Und ich habe Momente der „Schockverliebtheit“ von Haltern erlebt, als die Winzlinge ihr neues Gehege im Garten bezogen haben oder bei mir in die Transportbox verfrachtet wurden. Zwar hat niemand ans Ende gesehen, aber ich bin ziemlich zuversichtlich, dass alle „Püppis“ für viele Jahre ein gutes, neues Zuhause gefunden haben.
Ende gut, alles gut.

7 Kommentare


  1. Meine Meinung:
    Mein Tier – mein Preis. Egal ob zu „hoch“, oder zu „niedrig“. Ich als Züchter (Verkäufer) bestimme, was ich für mein Tier haben möchte. Da lasse ich mir auch von keinem reinreden. Wichtig für mich ist nur, dass meine Tiere in ein artgerechtes Zuhause kommen. Der Preis war (und ist) für mich schon immer zweitrangig gewesen.


  2. Bleibt immer noch die Frage: Wer, wenn nicht die Dynamik des Marktes, das Wechselspiel von Angebot und Nachfrage legt eigentlich dann fest, wie viel eigentlich ein Tier kosten darf, was es wert ist, ab wann es unter Wert verkauft, als „billig“ angeboten oder gar „verramscht“ wird?

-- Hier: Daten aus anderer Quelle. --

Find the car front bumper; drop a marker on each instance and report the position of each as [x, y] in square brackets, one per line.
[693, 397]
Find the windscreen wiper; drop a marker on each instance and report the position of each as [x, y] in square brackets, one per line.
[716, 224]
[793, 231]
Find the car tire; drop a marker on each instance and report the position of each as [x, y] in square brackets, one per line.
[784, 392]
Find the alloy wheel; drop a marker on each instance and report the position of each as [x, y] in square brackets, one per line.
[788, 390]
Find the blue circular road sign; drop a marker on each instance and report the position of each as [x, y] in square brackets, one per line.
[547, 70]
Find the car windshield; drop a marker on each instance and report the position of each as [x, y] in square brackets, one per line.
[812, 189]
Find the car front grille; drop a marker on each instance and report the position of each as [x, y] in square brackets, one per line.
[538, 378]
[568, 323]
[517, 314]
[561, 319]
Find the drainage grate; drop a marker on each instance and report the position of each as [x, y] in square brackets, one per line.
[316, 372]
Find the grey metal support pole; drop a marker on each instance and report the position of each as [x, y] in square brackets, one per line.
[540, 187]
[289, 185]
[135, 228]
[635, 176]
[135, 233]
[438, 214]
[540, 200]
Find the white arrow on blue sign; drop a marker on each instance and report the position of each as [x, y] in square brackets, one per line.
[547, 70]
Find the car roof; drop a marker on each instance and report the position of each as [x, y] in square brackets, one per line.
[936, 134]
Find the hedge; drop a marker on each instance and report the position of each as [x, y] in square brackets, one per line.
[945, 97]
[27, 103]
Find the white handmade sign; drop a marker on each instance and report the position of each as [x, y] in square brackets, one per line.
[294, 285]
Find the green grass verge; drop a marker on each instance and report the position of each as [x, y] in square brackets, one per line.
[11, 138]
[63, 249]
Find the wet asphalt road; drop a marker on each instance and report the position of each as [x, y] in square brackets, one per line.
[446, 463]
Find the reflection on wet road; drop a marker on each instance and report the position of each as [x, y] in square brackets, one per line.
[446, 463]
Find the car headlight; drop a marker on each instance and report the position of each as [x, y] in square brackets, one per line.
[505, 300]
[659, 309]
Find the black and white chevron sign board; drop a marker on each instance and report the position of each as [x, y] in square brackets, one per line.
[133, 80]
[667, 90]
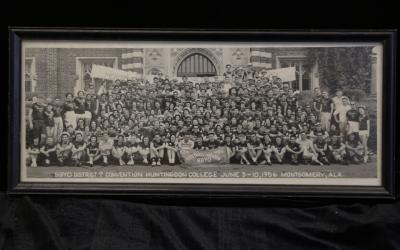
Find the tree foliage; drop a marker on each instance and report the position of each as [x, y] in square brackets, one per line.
[342, 67]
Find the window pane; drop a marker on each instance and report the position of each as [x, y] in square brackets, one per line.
[285, 64]
[306, 84]
[295, 84]
[28, 86]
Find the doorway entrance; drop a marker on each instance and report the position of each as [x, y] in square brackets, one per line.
[196, 65]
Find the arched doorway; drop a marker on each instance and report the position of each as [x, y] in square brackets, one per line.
[205, 53]
[196, 65]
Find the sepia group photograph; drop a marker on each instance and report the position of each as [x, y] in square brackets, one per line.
[200, 112]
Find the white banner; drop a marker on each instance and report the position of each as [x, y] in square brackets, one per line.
[112, 74]
[286, 74]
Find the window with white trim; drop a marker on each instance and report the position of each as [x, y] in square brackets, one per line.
[303, 80]
[28, 75]
[89, 84]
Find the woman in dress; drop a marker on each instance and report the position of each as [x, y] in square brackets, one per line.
[80, 106]
[171, 147]
[69, 111]
[364, 130]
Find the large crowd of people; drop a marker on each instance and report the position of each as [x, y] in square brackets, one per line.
[255, 116]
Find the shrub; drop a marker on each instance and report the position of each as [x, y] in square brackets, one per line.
[306, 97]
[355, 94]
[371, 110]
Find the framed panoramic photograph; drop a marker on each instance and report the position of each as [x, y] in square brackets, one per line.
[235, 113]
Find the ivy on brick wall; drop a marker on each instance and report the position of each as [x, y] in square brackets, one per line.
[342, 67]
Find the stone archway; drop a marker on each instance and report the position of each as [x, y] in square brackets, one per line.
[206, 52]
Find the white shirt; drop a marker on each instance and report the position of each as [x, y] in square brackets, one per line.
[106, 145]
[306, 144]
[186, 145]
[338, 102]
[342, 110]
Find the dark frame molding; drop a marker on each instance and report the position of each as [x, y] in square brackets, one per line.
[387, 37]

    Wer hat hier die Kompetenz und das Recht,die Preisgestaltung anderer zu beurteilen, abzuurteilen, Maßstäbe anzulegen?

    Was genau rechtfertigt es, ein Weibchen für 200 €, 300 €, 450 € oder noch mehr anzubieten, wie es ja passiert – wenn nicht der Markt, der mir signalisiert, dass ich diese Preise erzielen kann?
    Aber muss ich das dann auch tun?

    Und wieso ist es das Weibchen wert, wenn sich die Wertermittlung nicht über den erzielbaren VK definiert? Zählt mein zuvoriges Investment? Wie bemesse ich das?

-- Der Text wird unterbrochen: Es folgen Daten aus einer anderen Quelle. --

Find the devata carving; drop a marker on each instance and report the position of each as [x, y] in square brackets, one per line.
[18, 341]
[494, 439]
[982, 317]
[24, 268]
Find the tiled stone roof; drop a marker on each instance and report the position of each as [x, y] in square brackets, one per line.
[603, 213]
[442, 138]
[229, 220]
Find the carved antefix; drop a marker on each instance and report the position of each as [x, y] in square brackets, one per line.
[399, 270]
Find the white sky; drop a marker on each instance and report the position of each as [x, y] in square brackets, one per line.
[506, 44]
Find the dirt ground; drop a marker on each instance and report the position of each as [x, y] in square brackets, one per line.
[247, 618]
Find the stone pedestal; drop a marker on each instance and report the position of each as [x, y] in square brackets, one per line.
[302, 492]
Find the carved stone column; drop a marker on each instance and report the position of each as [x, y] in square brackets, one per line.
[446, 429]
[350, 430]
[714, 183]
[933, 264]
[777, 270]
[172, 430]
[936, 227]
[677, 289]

    Was ist ein gerechtfertigter Preis, und wie rechtfertige ich den, vorausgesetzt, ich möchte oder müsste das? Was ziehe ich dazu heran? Vergleichbare Angebote anderer? Preise von vor zehn Jahren (warum zehn, warum nicht zwölf, oder drei oder achtzehn)?

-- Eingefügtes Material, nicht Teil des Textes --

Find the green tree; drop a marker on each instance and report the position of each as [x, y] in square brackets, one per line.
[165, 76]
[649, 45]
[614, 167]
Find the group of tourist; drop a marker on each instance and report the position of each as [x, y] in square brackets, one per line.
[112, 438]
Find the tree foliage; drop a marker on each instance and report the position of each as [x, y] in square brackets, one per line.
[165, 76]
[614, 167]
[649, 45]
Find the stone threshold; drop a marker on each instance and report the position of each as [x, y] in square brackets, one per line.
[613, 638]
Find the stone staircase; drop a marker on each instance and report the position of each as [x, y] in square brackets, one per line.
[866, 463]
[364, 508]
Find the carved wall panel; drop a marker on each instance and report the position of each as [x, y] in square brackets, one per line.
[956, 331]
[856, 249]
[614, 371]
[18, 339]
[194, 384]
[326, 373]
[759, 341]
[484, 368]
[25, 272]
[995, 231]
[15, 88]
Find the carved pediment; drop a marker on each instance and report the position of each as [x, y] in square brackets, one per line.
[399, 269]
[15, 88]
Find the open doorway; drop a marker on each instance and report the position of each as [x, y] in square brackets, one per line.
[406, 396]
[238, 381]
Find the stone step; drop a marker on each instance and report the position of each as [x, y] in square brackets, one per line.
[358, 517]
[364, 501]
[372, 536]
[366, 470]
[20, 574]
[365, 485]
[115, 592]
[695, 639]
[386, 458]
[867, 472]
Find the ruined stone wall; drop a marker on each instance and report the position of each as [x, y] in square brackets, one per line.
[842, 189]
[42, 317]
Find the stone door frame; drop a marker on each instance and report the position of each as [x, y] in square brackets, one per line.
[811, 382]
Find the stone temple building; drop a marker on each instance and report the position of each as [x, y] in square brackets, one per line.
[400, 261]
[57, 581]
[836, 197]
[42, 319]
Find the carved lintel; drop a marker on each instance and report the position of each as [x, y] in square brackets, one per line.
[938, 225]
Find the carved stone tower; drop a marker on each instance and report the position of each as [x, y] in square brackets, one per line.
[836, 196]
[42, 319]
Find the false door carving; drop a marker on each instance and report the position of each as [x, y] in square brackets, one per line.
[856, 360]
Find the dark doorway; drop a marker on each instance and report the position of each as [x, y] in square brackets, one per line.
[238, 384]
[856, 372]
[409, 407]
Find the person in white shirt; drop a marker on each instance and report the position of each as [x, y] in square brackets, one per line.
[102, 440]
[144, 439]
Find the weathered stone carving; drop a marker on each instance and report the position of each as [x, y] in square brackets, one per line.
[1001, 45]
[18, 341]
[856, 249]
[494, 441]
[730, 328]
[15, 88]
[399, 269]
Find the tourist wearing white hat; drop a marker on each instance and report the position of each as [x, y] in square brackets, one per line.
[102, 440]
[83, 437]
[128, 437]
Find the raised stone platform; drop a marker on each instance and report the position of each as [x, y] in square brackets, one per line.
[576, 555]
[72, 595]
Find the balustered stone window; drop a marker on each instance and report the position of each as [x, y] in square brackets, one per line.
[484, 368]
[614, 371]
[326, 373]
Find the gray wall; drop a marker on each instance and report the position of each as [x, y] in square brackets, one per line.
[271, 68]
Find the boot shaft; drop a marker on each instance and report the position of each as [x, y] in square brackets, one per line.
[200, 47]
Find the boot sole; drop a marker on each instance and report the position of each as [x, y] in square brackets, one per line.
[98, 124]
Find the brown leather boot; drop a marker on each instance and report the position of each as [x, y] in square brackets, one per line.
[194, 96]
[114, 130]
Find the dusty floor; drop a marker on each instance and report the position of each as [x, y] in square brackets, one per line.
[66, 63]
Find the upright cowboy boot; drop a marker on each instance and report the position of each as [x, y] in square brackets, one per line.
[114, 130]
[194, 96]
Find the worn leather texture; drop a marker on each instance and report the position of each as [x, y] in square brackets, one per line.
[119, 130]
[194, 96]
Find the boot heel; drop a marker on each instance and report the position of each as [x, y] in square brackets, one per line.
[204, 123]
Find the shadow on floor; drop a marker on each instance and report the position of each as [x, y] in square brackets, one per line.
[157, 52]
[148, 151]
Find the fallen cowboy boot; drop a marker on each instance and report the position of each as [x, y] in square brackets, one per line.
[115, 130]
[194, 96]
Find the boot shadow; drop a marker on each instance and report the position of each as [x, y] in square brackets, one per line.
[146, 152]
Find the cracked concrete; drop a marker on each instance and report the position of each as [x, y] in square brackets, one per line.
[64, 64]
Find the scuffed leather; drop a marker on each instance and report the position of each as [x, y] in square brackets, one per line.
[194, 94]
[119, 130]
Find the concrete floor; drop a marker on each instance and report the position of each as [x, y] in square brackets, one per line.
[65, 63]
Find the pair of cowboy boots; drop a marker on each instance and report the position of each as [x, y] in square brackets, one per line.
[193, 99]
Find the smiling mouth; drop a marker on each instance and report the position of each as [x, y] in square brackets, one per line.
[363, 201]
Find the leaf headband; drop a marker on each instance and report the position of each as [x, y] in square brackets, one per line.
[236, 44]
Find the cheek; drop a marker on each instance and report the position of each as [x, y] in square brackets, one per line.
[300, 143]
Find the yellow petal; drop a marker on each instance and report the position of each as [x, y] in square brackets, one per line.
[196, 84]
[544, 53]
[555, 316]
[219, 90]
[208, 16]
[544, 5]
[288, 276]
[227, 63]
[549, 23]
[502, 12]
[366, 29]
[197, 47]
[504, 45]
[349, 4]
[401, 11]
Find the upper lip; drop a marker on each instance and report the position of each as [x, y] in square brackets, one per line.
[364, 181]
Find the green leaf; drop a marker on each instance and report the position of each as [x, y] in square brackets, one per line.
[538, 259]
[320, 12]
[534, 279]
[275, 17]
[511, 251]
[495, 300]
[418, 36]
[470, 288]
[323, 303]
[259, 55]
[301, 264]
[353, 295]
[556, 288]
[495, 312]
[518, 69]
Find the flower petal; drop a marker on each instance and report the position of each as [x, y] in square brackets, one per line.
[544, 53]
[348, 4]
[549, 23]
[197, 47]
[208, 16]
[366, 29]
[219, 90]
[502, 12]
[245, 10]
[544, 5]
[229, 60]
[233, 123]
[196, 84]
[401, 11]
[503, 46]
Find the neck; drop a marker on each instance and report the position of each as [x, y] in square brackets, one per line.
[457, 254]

    Oder: Warum muss ich überhaupt einen Preis rechtfertigen, egal, wie hoch oder niedrig er ist?


  3. Hallo Lutz, Glückwunsch, dass deine Naturbruten offensichtlich alle ein artgerechtes Zuhause gefunden haben. Falls du mehrere zusammen abgegeben hast, wirst du die neuen Halter darüber aufgeklärt haben, was auf sie zukommt, wenn sich die Püppis zu Rambos entwickeln. Sehr realistisch ist die Einschätzung, dass es hauptsächlich Weibchen werden, ja nicht. Aber die Hoffnung stirbt zuletzt.
    In einem Punkt möchte ich dir widersprechen: Zitat in deinem Kommentar „Denn so lange für sichere Weibchen so viel bezahlt wird, wird es immer Leute geben, die auf Weibchen brüten und Dollarzeichen in den Augen haben.“
    Dieser Satz ist eine Ohrfeige für alle, die mit der Abgabe ihrer Nachzuchten tatsächlich warten, bis das Geschlecht eindeutig feststellbar ist.
    1. Klar ist es einfach, „auf Weibchen“ zu inkubieren. Was dabei herauskommt, liest man in Foren und FB-Gruppen fast täglich, wenn nämlich die sicher auf Weibchen gebrüteten Schildkröten zu Männchen mutieren.
    2. kann im Laufe der Aufzucht viel passieren, z.B. Angriffe durch Fressfeinde. Durch eine Waschbärattacke habe ich letztes Jahr einige juvenile Weibchen verloren.
    3. geht es nicht darum irgendwelche verhöckerten Weibchen auf den Markt zu werfen. Wer Weibchen anbietet, die nach 5-6 Jahren immer noch halbwegs glatt und wohlgeformt aussehen, muss schon die entsprechenden Erfahrungen und Voraussetzungen haben.
    Ein juveniles gut gewachsenes Thb-Weibchen darf einiges kosten. Das ist absolut gerechtfertigt. Viele Grüße, ich mache jetzt Schluss, muss erstmal meine Dollars zählen 🙂


  4. Noch einmal zum Mitschreiben:

    A. Der Verkäufer hat es in der Hand, egal, ob er die Tiere für 20 € oder 120 € abgibt, Käufer auszuwählen, die diese Tiere angemessen zu halten bereit sind. Der Preis , den er dafür nimmt, spielt dabei überhaupt keine Rolle.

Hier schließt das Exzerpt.